Scheepmodel van de kustvaarder Marie uit Foxhol. Blokmodel. Schaal niet bekend. Rondhouten en tuigage: De kustvaarder heeft een liermast en een lantaarnmast. De liermast staat tussen de twee ruimen. De mast wordt gehouden door een voorstag op de voorsteven en aan weerszijden door twee zijstagen op het boeisel (enkele stagen zijn afgebroken). Aan bakboord is aan de mast een ladder gemaakt. Aan de mast hangen twee liergieken, die beide hangen in kraanlijnen die worden bediend met motorlieren aan de voet van de mast.
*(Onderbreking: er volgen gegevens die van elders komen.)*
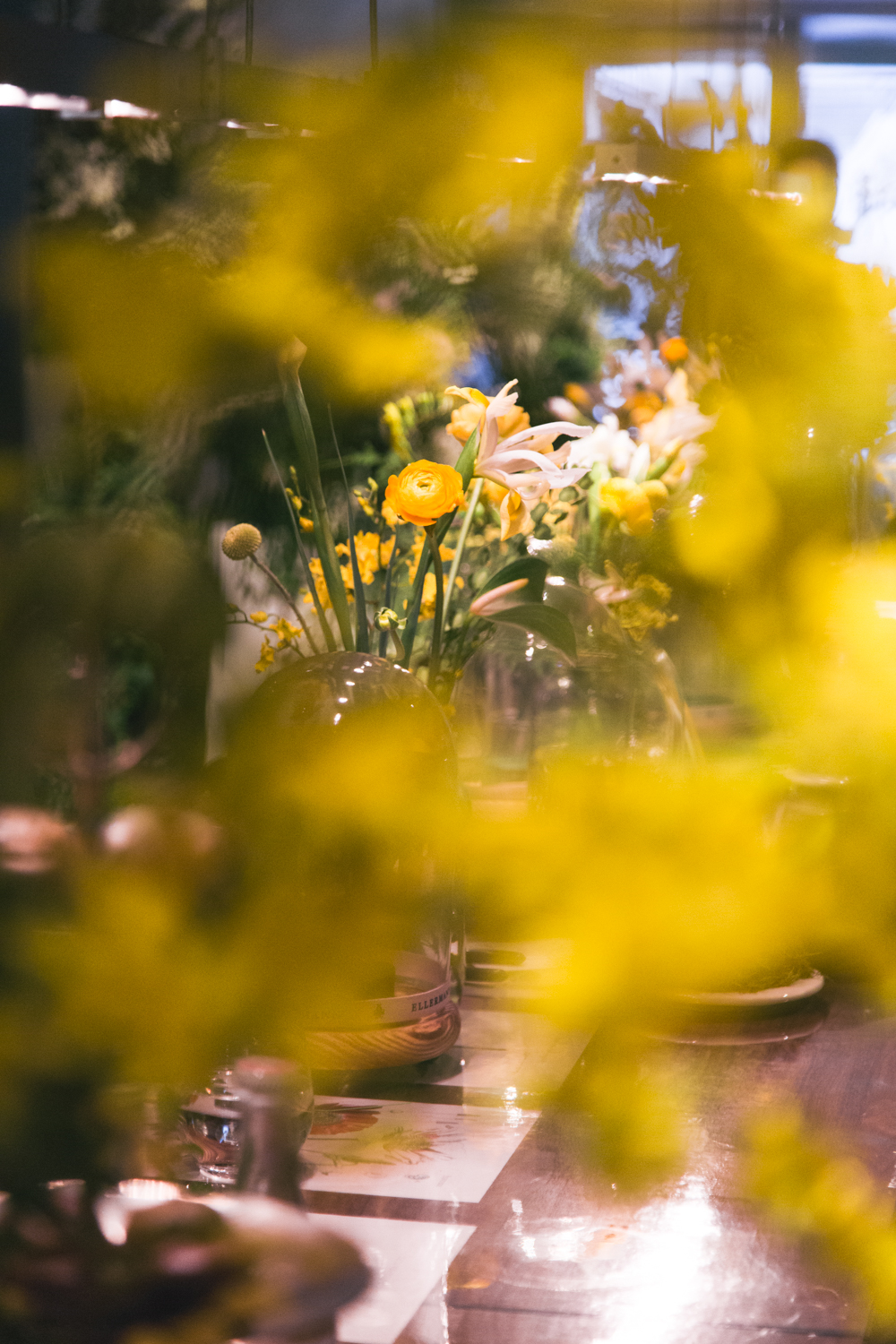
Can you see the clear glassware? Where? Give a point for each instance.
(211, 1124)
(521, 701)
(406, 1011)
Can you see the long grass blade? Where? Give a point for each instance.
(461, 542)
(362, 632)
(303, 556)
(303, 432)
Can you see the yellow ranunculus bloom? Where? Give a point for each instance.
(425, 492)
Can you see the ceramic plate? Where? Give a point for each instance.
(780, 995)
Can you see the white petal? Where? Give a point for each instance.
(640, 464)
(554, 427)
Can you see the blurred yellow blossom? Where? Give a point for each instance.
(373, 554)
(320, 582)
(265, 658)
(469, 416)
(629, 503)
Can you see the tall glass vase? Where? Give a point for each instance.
(405, 1011)
(520, 699)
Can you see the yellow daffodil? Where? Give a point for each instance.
(509, 418)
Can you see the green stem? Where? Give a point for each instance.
(303, 556)
(285, 591)
(304, 437)
(435, 656)
(414, 607)
(461, 543)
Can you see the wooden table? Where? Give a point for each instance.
(560, 1255)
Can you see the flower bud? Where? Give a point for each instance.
(241, 542)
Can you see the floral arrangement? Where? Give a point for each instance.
(445, 553)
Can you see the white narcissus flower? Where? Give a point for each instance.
(680, 419)
(527, 464)
(606, 445)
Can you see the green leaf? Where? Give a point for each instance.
(538, 618)
(527, 567)
(300, 424)
(466, 461)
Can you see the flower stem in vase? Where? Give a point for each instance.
(435, 656)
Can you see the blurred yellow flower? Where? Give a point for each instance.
(627, 502)
(265, 658)
(465, 418)
(320, 582)
(373, 554)
(425, 492)
(675, 349)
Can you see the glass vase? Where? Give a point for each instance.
(520, 701)
(406, 1010)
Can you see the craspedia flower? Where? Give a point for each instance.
(241, 542)
(675, 349)
(425, 491)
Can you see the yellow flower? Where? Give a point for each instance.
(320, 583)
(675, 349)
(373, 554)
(656, 492)
(627, 502)
(241, 542)
(425, 492)
(265, 658)
(465, 418)
(285, 631)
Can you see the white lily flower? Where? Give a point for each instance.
(525, 464)
(607, 444)
(498, 599)
(680, 418)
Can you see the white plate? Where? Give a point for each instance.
(780, 995)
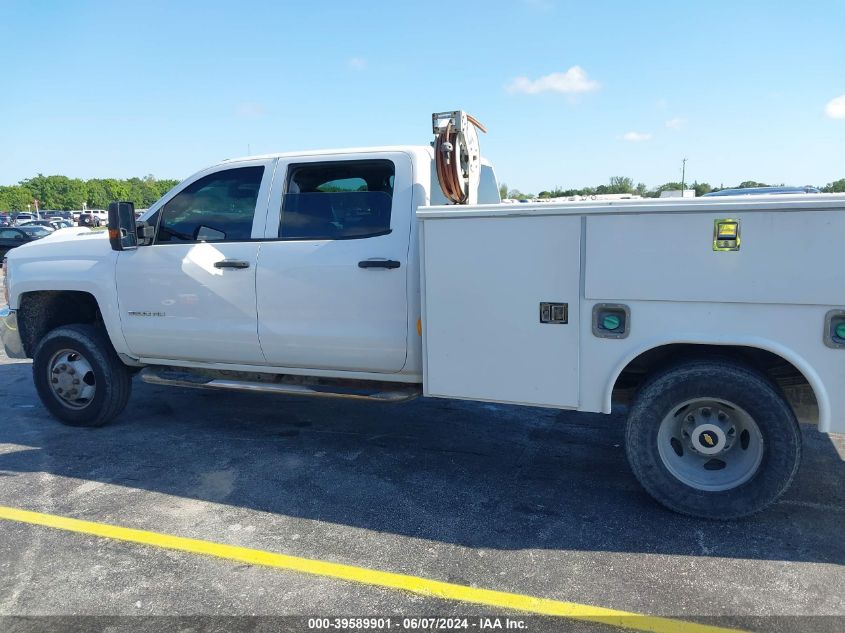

Aan de onderkant van de gieken hangen de schoten waarmee de gieken zijwaarts worden bewogen. De voorwaats gerichte liergiek rust aan het uiteinde in een mik op het voordek. De achterwaarts gerichte liergiek rust in een houder aan het brugdek. Op het dekhuis is een lantaarnmast geplaatst met daarin vier boordlichten en erop een antenne. De mast wordt aan weerszijden gehouden door twee zijstagen. Op het achterschip een vlaggenstok met rood-wit-blauwe vlag. De blokken zijn niet voorzien van lopende schijven. De romp: Het voorschip is scherp. Het achterschip is rond en geveegd. De bodem is vlak. Het model van voor naar achter: Uit de kluisgaten hangen twee ankers. Op de boorden van het voorschip is aan weerszijden de scheepnaam geschilderd: 'Marie'. Op het verhoogde voordek een dubbele ankerlier, een reserve-anker, een scheepsbel en een schoorsteen. achter het voordek een voorruim en een achterruim, met daartussen in de liermast met dubbele giek. Op het achterhuis een dekhuis van twee etages met daarboven een dek dat ook het gangboord langs het dekhuis overdekt. Op dit achterdek de brug (stuurhuis van hout), de seinmast, de antennes, de radar, twee reddingsloepen in davits, een kompas en een takel. Op de schoorsteen een embleem (tandrad met daarin de latter 'H'). Op het achterschip is geschilderd 'Marie / Foxhol'. Kleuren: De romp is grijs, het onderwaterschip zwart het het boeisel van het voor- en achterschip wit. De dekken van het voorschip en het ruim zijn zwart. Hetbovendek is van gelakt hout. De luikhoofden zijn bruin, de luiken gelakt. De masten, de schoorstenen en de takel zijn okergeel. Het dekhuis is wit en de brug is gelakt. Het metaal roest op enkele plekken. Accessoires: het model is geplaatst op een houten plank met glazen kap. Het model is met een blok hout op plank bevestigd met een blok hout op het vlak.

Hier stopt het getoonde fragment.